In comparison to oral dosing, subcutaneous administration of 0.5 mg of terbutaline sulfate to 17 healthy, adult, male subjects resulted in a mean (SD) peak plasma terbutaline concentration of 9.6 (3.6) ng/mL, which was observed at a median (range) time of 0.5 (0.08 to 1.0) hours after dosing. The mean (SD) AUC (0 to 48) and total body clearance values were 29.4 (14.2) hr∙ng/mL, and 311 (112) mL/min, respectively. The terminal half-life was determined in 9 of the 17 subjects and had a mean (SD) of 5.7 (2.0) hours.
About 90% of the drug was excreted in the urine at 96 hours after subcutaneous administration, with about 60% of this being unchanged drug. The sulfate conjugate is a major metabolite of terbutaline, and urinary excretion is the primary route of elimination.
There are no reports of any clinical pharmacokinetic studies investigating dose proportionality, effect of food, or special population studies with terbutaline.
Terbutaline sulfate tablets are indicated for the prevention and reversal of bronchospasm in patients 12 years of age and older with asthma and reversible bronchospasm associated with bronchitis and emphysema.
Oral terbutaline sulfate has not been approved and should not be used for acute or maintenance tocolysis (see BOXED WARNING: Tocolysis).
Terbutaline sulfate is contraindicated in patients known to be hypersensitive to sympathomimetic amines or any components of this drug product.
Asthma may deteriorate acutely over a period of hours or chronically over several days or longer.

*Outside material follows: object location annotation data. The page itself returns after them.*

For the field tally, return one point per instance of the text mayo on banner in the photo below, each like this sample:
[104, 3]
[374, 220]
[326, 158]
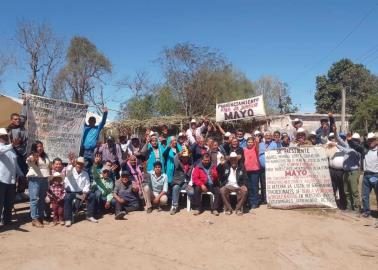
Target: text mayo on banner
[240, 109]
[298, 178]
[57, 124]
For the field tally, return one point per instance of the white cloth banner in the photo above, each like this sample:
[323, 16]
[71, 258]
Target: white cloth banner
[298, 178]
[240, 109]
[57, 124]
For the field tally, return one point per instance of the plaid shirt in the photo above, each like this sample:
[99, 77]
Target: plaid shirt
[56, 193]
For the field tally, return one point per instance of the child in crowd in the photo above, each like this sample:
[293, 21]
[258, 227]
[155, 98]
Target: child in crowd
[55, 196]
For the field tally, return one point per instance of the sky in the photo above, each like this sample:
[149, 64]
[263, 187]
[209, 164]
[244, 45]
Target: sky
[294, 40]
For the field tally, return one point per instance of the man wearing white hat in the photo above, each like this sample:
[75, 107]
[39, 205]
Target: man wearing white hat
[370, 179]
[8, 171]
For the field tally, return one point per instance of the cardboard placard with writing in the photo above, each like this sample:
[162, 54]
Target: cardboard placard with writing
[57, 124]
[298, 178]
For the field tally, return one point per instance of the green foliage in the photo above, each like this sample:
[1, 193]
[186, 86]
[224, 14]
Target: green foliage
[355, 78]
[366, 117]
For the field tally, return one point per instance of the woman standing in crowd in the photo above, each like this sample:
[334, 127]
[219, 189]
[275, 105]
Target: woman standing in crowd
[39, 171]
[169, 155]
[252, 167]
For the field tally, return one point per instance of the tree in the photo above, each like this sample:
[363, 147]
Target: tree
[358, 82]
[276, 95]
[44, 53]
[83, 75]
[365, 119]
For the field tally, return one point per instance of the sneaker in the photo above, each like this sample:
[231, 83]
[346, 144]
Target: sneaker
[229, 212]
[197, 212]
[365, 215]
[215, 213]
[120, 215]
[173, 210]
[37, 223]
[239, 212]
[92, 219]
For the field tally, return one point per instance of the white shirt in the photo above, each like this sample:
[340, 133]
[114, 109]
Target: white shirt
[8, 164]
[75, 182]
[371, 160]
[231, 181]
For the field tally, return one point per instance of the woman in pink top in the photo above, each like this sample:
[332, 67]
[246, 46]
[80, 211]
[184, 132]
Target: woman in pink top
[252, 166]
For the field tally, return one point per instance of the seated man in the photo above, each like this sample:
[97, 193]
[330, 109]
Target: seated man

If the patient needs more doses of terbutaline sulfate than usual, this may be a marker of destabilization of asthma and requires reevaluation of the patient and the treatment regimen, giving special consideration to the possible need for anti-inflammatory treatment, e.g., corticosteroids.
The use of beta-adrenergic agonist bronchodilators alone may not be adequate to control asthma in many patients. Early consideration should be given to adding anti-inflammatory agents, e.g., corticosteroids.
Terbutaline sulfate, like all other beta-adrenergic agonists, can produce a clinically significant cardiovascular effect in some patients as measured by pulse rate, blood pressure, and/or symptoms. Although such effects are uncommon after administration of terbutaline sulfate at recommended doses, if they occur, the drug may need to be discontinued. In addition, beta-agonists have been reported to produce electrocardiogram (ECG) changes, such as flattening of the T wave, prolongation of the QTc interval, and ST segment depression. The clinical significance of these findings is unknown. Therefore, terbutaline sulfate, like all sympathomimetic amines, should be used with caution in patients with cardiovascular disorders, especially coronary insufficiency, cardiac arrhythmias, and hypertension.